U.S.-China Trade War: The New Long March - Title Image

U.S.-China Trade War: The New Long March

Beijing is preparing for a protracted standoff as the U.S.-China trade war ramps up.

May 23, 2019   |    By Scott Minerd, Global CIO

During the course of the last two years, we have consistently indicated that the course for the U.S. economy, along with risk assets and rates, was contingent on the impact of any unexpected exogenous events, most likely from overseas. Of all the exogenous events that could possibly derail our long-term economic and market outlook, a full-blown trade war with China is closest to being realized. Just a few weeks ago, Washington and Beijing appeared to be close to an agreement. The subsequent breakdown in talks and tit-for-tat tariff escalations have put the world’s two largest economies on a collision course to a full-scale trade war. The United States has announced an increase in tariffs on $200 billion of consumer and other goods from 10 percent to 25 percent, with threats of further tariffs to come. China followed suit with its own schedule of increased tariffs on $60 billion of American-made products.


Scott Minerd explains on Bloomberg TV why tariffs have historically been bad for markets.

Given the limited historical precedent, it is difficult to predict if this face-off will continue long term or be resolved quickly. By all reports, neither the Chinese nor the Trump administration seem prepared to blink, but rather than rely on the press for insight, we decided to do some of our own digging. We recently talked to several China-based portfolio managers and a supply chain manager to learn more about the U.S.-China standoff. The main takeaway from our notes below: The Chinese are buckling up for a long ride.

The consequences of a protracted trade war are manifold. The economic impact includes a drag on economic growth, import price inflation which will allow U.S. domestic and other foreign policy makers to raise prices, and the knock-on effects to other trading partners as the shuffle begins to find new sources and markets for different products. Researchers at the New York Fed have determined that the new round of tariffs on Chinese products will cost the typical American household an additional $831 per year. Trade barriers between the world’s economic superpowers will slow global growth and put political pressure on all affected governments, stoking increasing nationalism and protectionism overseas while increasing inflation and reducing living standards at home.

The investment implications of a protracted trade war are still playing out. We have seen how sensitive markets have been to the trade news, with a strong risk-off bias resulting from adverse developments in the fourth quarter. While volatility will continue, there is no indication that the Chinese will attempt to liquidate their large holdings of U.S. Treasury securities. To do so would only drive down the value of the dollar, which would run counter to Beijing’s desire for a weaker yuan. There is also no imminent change to monetary policy from the Federal Reserve as a result of trade saber-rattling, but if the financial markets begin to spiral out of control because of tariffs, then we could see a repeat of 1998, when the Fed eased as a result of the Asian financial crisis.

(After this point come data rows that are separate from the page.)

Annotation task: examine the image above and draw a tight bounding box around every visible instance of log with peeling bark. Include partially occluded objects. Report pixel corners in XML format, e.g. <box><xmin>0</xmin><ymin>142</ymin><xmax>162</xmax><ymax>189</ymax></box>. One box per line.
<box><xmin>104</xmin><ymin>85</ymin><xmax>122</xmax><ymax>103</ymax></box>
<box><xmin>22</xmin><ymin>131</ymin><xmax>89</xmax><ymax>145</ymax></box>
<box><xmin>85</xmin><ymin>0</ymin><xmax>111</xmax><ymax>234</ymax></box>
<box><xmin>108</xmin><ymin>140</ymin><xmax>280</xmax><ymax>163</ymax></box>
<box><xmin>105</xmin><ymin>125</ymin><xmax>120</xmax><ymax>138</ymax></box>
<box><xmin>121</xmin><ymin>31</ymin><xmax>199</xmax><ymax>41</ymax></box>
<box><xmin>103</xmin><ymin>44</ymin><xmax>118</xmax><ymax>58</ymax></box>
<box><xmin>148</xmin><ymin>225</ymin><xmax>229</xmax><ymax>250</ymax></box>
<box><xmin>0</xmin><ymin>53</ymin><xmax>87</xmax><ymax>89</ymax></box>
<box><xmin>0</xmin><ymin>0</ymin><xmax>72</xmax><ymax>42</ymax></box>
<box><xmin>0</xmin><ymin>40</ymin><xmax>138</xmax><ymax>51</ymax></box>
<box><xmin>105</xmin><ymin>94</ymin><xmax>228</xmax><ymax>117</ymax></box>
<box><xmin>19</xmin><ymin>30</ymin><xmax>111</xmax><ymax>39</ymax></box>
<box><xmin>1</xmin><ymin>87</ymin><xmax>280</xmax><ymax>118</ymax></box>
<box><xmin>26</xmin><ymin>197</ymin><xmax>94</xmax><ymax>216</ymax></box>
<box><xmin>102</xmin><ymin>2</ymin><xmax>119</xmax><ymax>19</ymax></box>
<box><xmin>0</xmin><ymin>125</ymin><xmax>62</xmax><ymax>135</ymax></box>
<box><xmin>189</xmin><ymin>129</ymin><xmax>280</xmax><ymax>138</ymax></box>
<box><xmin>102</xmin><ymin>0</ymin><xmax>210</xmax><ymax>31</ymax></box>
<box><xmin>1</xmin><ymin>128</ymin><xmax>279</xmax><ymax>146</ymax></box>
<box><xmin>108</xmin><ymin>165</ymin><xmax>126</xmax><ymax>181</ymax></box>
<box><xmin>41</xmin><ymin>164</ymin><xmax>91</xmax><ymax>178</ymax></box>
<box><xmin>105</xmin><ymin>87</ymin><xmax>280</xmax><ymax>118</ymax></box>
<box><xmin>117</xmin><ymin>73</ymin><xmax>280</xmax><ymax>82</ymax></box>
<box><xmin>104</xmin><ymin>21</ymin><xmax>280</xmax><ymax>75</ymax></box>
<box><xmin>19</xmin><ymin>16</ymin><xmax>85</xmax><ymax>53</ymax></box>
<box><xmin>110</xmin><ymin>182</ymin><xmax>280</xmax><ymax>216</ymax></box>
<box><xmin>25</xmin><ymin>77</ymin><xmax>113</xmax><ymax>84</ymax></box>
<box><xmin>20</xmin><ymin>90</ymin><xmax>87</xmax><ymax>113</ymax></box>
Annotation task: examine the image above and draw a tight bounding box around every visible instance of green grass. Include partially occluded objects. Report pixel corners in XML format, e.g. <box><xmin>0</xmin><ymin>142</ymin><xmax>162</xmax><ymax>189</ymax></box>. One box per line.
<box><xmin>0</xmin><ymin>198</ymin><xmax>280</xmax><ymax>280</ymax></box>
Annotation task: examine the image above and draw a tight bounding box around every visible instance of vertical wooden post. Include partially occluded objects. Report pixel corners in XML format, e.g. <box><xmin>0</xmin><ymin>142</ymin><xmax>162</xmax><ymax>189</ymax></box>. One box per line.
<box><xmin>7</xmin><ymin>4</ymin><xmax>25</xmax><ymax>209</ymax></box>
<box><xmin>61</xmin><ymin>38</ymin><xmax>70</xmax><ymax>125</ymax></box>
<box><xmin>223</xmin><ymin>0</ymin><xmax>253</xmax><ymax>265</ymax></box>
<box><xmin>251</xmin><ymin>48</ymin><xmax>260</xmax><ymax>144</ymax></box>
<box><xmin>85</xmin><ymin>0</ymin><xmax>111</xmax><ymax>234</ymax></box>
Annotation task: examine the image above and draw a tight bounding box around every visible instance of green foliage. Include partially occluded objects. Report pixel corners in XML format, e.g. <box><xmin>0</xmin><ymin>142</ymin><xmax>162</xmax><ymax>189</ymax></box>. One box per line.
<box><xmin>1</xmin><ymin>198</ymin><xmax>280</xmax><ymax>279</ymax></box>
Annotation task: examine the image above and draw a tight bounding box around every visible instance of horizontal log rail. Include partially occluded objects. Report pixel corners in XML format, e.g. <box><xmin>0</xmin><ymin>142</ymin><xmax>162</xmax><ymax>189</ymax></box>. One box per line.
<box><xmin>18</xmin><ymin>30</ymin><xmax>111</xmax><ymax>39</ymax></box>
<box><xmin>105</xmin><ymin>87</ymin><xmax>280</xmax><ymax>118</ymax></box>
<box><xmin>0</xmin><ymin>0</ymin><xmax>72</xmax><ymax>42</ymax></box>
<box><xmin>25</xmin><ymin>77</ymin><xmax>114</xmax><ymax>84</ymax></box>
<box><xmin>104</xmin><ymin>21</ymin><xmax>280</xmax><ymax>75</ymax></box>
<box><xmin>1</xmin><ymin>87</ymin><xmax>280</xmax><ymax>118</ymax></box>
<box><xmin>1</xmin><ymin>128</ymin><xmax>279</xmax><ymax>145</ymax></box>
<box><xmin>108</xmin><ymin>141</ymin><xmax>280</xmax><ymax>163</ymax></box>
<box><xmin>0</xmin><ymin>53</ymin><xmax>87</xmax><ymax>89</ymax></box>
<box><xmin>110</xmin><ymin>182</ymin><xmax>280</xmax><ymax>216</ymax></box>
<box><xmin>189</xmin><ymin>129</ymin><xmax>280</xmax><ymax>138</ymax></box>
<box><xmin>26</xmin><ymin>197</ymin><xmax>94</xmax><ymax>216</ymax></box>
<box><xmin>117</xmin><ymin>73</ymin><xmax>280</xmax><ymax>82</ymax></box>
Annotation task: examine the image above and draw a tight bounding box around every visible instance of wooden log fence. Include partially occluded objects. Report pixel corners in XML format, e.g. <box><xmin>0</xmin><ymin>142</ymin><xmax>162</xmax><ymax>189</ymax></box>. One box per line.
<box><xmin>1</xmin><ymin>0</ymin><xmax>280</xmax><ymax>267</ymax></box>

With neither side apparently willing to step back from the brink, investors should be discounting a higher probability for a drawn-out fight.

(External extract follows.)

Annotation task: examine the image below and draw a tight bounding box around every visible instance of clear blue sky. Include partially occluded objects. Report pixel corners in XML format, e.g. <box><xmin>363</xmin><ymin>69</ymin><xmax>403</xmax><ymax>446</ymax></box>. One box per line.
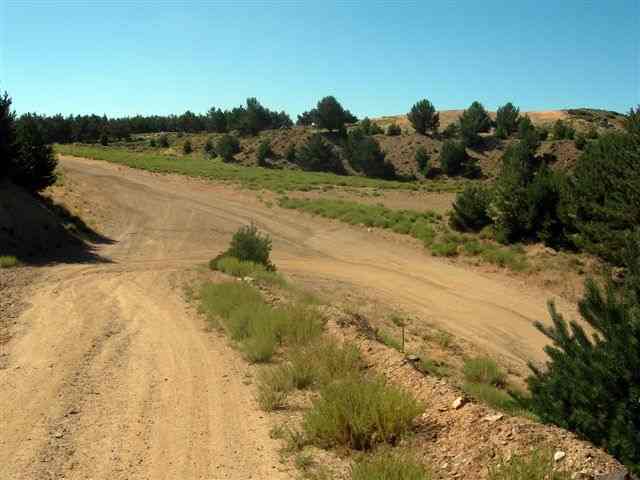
<box><xmin>1</xmin><ymin>1</ymin><xmax>638</xmax><ymax>118</ymax></box>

At this point I have to pause and consider current facts and wonder why risk assets continue to hold up under the looming risk of a full-scale trade war. I am struck by the recent statement by Xi Jinping during his domestic tour to Jiangxi, a remote location where Deng Xiaoping began the Long March during the Chinese civil war with the Nationalist Party government.

“We are here at the starting point of the Long March to remember the time when the Red Army began its journey,” Xi said in his speech. “We are now embarking on a new Long March, and we must start all over again.” The Long March lasted for over one year while the armies of Mao Zedong regrouped and ultimately won the war.

The conclusions are obvious. Unless the current trajectory is quickly changed, the Chinese are digging in for a long fight. The cost to the United States will be high; the cost to the Chinese will be higher. The only question is who will endure and be the most innovative in this battle of wills. As I have written before in “No One Wins a Trade War,” the short-term costs are likely to outweigh the long-term benefits regardless of who “wins.

In the meantime, sovereign bond yields around the world are sending an ominous message, which investors in risk assets ignore at great peril. Their demise is near unless men succumb to the “better angels of our nature.” Those words were Abraham Lincoln’s appeal in March of 1861, warning of the looming Civil War. Lincoln’s warnings fell on deaf ears, and today I fear that my recent warnings are receiving the same fate. In the words of Winston Churchill: “Now this is not the end. It is not even the beginning of the end. But it is, perhaps, the end of the beginning.” Let us take Churchill’s words to heart.

The time has come. The war is at hand.